Prevent or block specific files from uploading to server

[profilnet]

Hi,

is there any way to prevent or block specific files from being uploaded to the server ..i keep on deleting a file "bb.html" from all of my clients, which spams continuously. I have blocked more than 300+ IPs from the apache logs. So is there a way to block specific files?

 

[24x7server]

I will suggest you to block "bb.html" file in your ModSecurity rules on your server. You may try now with the following steps

add following line in /usr/local/apache/conf/modsec2.user.conf

SecRule REQUEST_URI "bb.html" "id:1234123459"

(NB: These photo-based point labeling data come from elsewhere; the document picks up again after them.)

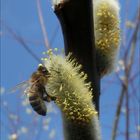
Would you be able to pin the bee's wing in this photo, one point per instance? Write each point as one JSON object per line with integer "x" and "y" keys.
{"x": 21, "y": 86}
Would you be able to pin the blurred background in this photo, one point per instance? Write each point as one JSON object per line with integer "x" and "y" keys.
{"x": 33, "y": 23}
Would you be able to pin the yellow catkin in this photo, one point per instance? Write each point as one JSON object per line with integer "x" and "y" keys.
{"x": 67, "y": 84}
{"x": 107, "y": 34}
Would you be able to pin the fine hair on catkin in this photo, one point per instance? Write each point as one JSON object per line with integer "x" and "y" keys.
{"x": 67, "y": 84}
{"x": 107, "y": 34}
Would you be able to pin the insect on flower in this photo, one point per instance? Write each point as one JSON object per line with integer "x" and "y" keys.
{"x": 36, "y": 91}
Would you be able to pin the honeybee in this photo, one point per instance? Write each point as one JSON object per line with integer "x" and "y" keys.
{"x": 36, "y": 91}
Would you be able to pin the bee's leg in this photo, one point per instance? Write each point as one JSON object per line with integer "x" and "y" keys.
{"x": 48, "y": 98}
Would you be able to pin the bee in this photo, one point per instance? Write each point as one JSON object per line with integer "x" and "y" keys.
{"x": 36, "y": 92}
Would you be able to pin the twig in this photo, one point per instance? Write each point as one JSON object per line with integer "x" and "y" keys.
{"x": 125, "y": 88}
{"x": 39, "y": 9}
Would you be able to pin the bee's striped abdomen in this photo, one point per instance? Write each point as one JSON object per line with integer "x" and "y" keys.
{"x": 37, "y": 103}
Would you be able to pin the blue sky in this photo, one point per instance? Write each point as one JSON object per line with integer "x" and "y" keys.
{"x": 17, "y": 64}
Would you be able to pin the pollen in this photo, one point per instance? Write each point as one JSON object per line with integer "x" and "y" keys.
{"x": 107, "y": 34}
{"x": 73, "y": 94}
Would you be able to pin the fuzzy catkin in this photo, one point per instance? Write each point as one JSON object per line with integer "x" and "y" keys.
{"x": 67, "y": 84}
{"x": 107, "y": 34}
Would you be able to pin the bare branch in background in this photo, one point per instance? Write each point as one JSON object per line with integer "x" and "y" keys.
{"x": 39, "y": 9}
{"x": 124, "y": 92}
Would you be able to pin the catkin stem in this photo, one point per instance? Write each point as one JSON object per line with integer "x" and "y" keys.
{"x": 76, "y": 18}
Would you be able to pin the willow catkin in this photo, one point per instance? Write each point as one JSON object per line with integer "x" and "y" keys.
{"x": 67, "y": 84}
{"x": 107, "y": 34}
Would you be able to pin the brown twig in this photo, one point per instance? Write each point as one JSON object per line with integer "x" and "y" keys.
{"x": 125, "y": 87}
{"x": 42, "y": 24}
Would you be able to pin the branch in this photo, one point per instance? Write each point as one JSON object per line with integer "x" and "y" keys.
{"x": 125, "y": 86}
{"x": 46, "y": 41}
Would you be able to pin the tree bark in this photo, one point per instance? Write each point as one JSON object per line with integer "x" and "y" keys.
{"x": 76, "y": 18}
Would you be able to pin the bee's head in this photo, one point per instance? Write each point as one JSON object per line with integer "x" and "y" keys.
{"x": 42, "y": 69}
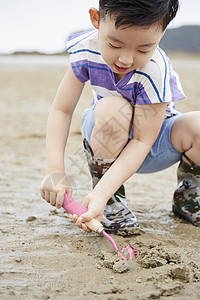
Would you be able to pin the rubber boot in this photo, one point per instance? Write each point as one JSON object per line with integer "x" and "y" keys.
{"x": 117, "y": 218}
{"x": 186, "y": 200}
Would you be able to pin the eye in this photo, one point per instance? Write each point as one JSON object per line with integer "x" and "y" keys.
{"x": 112, "y": 46}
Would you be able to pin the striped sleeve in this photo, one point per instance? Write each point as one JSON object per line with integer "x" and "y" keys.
{"x": 78, "y": 52}
{"x": 157, "y": 82}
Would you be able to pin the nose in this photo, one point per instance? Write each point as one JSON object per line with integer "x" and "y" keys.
{"x": 126, "y": 58}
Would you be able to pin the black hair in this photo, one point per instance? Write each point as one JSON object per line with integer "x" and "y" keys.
{"x": 139, "y": 12}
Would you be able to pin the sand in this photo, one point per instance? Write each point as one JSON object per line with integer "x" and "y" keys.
{"x": 43, "y": 254}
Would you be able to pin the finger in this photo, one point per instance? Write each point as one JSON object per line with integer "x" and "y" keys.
{"x": 89, "y": 215}
{"x": 42, "y": 193}
{"x": 52, "y": 198}
{"x": 59, "y": 199}
{"x": 47, "y": 196}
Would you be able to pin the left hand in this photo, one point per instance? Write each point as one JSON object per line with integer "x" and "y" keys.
{"x": 95, "y": 206}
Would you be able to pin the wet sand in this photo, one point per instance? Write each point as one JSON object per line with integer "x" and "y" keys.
{"x": 43, "y": 254}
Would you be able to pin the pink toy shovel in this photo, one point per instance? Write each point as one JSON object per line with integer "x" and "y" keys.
{"x": 72, "y": 207}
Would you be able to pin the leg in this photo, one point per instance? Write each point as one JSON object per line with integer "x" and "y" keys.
{"x": 185, "y": 137}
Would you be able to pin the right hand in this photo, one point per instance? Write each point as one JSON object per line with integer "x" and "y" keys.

And restart the httpd service on your server so that when some one try to access "bb.html" file they will get 403 Forbidden page and you will get the following logs in your error logs file

[###########] [error] [client XXX.XXX.XXX.XXX] ModSecurity: Access denied with code 403 (phase 2). Pattern match "bb.html" at REQUEST_URI. [file "/usr/local/apache/conf/modsec2.user.conf"] [line "31"] [id "1234123459"] [hostname "XX.XXX.XX.XXX"] [uri "/bb.html"] [unique_id "[email protected]"]

 

[profilnet]

Thanks a lot! I'll try it and ill inform you

 

[profilnet]

I will suggest you to block "bb.html" file in your ModSecurity rules on your server. You may try now with the following steps

add following line in /usr/local/apache/conf/modsec2.user.conf



And restart the httpd service on your server so that when some one try to access "bb.html" file they will get 403 Forbidden page and you will get the following logs in your error logs file

If i want additional files to be blocked i only change the ID number right?

 

[24x7server]

Yes, You are right,

You will have to change file name and ID number in /usr/local/apache/conf/modsec2.user.conf

SecRule REQUEST_URI "NEWFILENAME" "id:NEW-ID"

 

[profilnet]

I will suggest you to block "bb.html" file in your ModSecurity rules on your server. You may try now with the following steps

add following line in /usr/local/apache/conf/modsec2.user.conf



And restart the httpd service on your server so that when some one try to access "bb.html" file they will get 403 Forbidden page and you will get the following logs in your error logs file

unfortunately the file bb.html appeared again in public_html folder ..what should i do?

 

[24x7server]

With the above mod_sec rules no one can access " bb.html " file through your web server and you will have to remove "bb.html" files from your all account

 

[quizknows]

profilnet, you need to take the 'stat' of the file when it appears. note the change and modify times. Then check the FTP logs (/var/log/messages) and the domains RAW access log for that time. You should be able to find how it is being uploaded. As 24x7server said, even though it's there, with the modsec rule in place it can't be accessed via Apache.